Сидя в зрительном зале, я видела, как люди плакали. И плакала сама. При том, что Маджиди не «вышибает коленкой слезу», не драматизирует реальности. Он показывает жизнь, которую очень хорошо знает, так, что равнодушных не остается. Он находит такую точку опоры, что у тебя внутри переворачивается весь мир…
— Зрители России, Америки, Европы, Азии одинаково воспринимают мои фильмы, — рассказывает Маджиди. — Потому что есть языки, которые для всех людей одинаково понятны: это любовь, и к Богу, и в семье, человеческие чувства, доброта… Во всем мире они обозначают одно и то же. Понимаете, слова пророков так глубоко проникают в людей потому, что они обращены к сердцу человека, в них — любовь и доброта, и нет жестокости. Мне кажется, мы все должны стараться говорить на таком языке. Тогда мы будем слышать друг друга.
Может быть, именно поэтому, на фоне очень настороженного отношения к Ирану в сегодняшнем мире, иранское кино стало настоящим, позитивным культурным феноменом, о котором много говорят. А секрет, как мне кажется, прост: в этом кино художник рассказывает о своей стране, о своем народе — с любовью.
— Я за возвращение национальных ценностей, — говорит Маджиди. — Наше киноискусство заканчивается там, где начинается копирование западных картин. То, что делают Онзо и Куросава, разворачивая взгляд зрителя на свою собственную культуру, — это очень важно.
В «Цвете Бога» есть сцены, которые буквально завораживают, — так мне показалось. Например, та, где женщины иранского горного селения красят пряжу. В огромный чан с прозрачной бурлящей водой ловкие руки рассыпают охапку маковых лепестков — и вода становится густого алого цвета. В другой чан пригоршнями бросают сиреневые цветы — и вода словно впитывает их цвет… От такой красоты захватывает дух. Нужно, наверно, вырасти в этой стране и впитать в себя запах ее земли, напитаться ее солнцем, чтобы так рассказать о ней.
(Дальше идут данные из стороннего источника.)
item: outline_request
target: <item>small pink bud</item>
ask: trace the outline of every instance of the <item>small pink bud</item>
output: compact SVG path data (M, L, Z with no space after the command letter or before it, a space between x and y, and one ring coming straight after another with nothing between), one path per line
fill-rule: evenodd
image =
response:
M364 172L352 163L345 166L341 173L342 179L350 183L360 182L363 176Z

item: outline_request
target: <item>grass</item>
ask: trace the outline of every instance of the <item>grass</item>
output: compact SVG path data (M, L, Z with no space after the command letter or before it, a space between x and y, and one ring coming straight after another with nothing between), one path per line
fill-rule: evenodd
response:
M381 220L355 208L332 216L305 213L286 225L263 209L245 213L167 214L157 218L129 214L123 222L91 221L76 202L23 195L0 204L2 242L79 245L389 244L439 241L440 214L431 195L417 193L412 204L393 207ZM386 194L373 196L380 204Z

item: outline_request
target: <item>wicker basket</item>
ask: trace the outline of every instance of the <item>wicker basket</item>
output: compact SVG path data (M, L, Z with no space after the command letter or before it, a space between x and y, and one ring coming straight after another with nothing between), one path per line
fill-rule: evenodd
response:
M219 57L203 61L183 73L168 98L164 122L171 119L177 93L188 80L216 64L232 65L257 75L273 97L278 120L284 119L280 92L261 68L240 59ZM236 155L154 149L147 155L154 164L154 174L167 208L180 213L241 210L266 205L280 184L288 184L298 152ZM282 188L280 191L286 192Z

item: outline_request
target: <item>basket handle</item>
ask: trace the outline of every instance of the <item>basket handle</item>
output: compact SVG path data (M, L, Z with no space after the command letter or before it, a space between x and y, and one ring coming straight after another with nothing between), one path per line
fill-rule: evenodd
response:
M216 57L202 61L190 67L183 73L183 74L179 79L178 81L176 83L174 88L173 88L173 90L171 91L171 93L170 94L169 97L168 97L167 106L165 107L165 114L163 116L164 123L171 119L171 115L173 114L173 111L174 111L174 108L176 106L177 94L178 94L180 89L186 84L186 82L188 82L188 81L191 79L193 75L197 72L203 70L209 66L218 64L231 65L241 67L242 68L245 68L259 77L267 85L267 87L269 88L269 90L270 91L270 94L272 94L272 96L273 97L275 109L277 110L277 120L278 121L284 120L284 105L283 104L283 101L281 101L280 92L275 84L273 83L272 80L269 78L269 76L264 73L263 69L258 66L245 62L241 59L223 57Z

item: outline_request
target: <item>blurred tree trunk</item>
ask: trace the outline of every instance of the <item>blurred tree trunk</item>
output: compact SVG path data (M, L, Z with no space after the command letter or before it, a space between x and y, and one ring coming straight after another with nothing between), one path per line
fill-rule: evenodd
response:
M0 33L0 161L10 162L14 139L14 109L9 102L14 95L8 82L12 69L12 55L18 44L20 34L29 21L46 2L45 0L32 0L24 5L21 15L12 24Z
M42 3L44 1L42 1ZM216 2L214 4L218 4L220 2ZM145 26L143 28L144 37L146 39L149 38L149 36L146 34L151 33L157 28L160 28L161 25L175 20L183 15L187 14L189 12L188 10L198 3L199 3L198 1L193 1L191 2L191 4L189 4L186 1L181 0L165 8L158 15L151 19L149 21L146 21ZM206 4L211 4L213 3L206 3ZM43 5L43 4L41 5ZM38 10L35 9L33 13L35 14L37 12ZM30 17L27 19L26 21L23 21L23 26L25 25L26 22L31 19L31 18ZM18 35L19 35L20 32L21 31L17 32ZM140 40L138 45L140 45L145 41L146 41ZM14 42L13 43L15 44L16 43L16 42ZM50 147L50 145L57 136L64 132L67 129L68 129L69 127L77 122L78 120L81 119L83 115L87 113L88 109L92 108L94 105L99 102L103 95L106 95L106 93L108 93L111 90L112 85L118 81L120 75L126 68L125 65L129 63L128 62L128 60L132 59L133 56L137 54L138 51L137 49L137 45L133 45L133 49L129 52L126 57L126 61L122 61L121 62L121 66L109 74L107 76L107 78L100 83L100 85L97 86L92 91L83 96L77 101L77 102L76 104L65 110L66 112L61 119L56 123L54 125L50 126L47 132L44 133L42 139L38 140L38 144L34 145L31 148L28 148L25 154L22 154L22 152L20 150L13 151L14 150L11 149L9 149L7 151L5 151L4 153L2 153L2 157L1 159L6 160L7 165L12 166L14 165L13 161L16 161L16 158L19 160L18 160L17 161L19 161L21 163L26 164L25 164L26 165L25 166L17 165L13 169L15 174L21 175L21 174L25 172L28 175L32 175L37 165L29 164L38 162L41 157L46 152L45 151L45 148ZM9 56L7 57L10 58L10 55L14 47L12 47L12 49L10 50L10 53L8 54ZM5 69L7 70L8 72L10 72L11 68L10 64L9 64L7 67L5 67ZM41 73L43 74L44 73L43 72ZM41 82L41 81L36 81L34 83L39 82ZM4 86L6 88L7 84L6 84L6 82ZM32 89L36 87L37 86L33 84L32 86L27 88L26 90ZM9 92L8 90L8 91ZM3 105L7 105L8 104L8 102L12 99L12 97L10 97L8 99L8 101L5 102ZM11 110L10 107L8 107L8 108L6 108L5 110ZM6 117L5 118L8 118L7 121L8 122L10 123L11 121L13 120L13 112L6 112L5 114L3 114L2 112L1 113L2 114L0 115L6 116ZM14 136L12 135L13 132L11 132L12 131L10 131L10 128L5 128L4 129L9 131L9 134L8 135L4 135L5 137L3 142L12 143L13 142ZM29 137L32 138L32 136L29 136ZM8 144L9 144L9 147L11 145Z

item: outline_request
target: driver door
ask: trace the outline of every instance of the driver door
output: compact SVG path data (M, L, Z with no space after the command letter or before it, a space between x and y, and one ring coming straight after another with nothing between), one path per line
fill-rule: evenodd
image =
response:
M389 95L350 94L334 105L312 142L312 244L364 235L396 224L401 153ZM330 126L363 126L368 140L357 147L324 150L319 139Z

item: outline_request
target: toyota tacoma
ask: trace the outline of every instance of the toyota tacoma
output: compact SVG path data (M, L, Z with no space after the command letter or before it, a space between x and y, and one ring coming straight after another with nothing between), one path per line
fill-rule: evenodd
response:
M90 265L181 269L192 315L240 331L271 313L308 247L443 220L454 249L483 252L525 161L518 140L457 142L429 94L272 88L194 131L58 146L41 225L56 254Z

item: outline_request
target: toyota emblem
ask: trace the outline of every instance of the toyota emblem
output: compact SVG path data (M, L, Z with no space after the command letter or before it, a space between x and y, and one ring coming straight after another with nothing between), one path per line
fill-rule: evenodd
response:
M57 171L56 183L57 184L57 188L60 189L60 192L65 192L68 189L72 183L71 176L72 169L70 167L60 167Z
На что еще обращаешь особое внимание, это на вековечный семейный уклад. Почитание родителей, любовь к труду, внутренняя глубокая вера… Такое ощущение, что все жители горной иранской деревни… ходят перед Богом. Маджиди вырос в такой семье — религиозной, традиционной, дружной, где при безусловном главенстве в доме мужчины, мать и бабушка почитаются совершенно особенно. Все это есть в «Цвете Бога», как и в других его фильмах. Может, потому он так актуален и в России, где культ семьи нуждается в капитальном ремонте.
Кино Маджида Маджиди, безусловно, религиозно. Но в нем нет ни одного буквально говорящего о Боге эпизода. Его язык изобразительно прост, иногда метафоричен, но это никогда не назидание и не пропаганда.
— Бог есть в каждом человеке. Но говорить от имени Бога — для этого нужно обладать большой дерзостью. Я не считаю, что это необходимо. Свидетельствовать о Боге можно опосредовано — через людей, через Его действия в мире. Но нужно правильно выбрать язык. Если рассказать о Боге красиво, то, может быть, и не верящий в Него человек увидит Его проявление вокруг себя. Говорить о Боге явно, натуралистично — тоже не мой путь. Я уважаю моих зрителей и предпочитаю конфиденциальность.
Этот иранский режиссер не загадывает зрителю загадок. Он, скорее, делится собственным переживанием жизни. В каждом его фильме есть история ребенка, в каждой истории — глубокий опыт мудрого человека. Он не проповедует, но свидетельствует. И его слышат миллионы разноязычных людей. И плачут — о героях картин, о себе.
Материал опубликован в 4(27)-м номере «Фомы» 2005 г.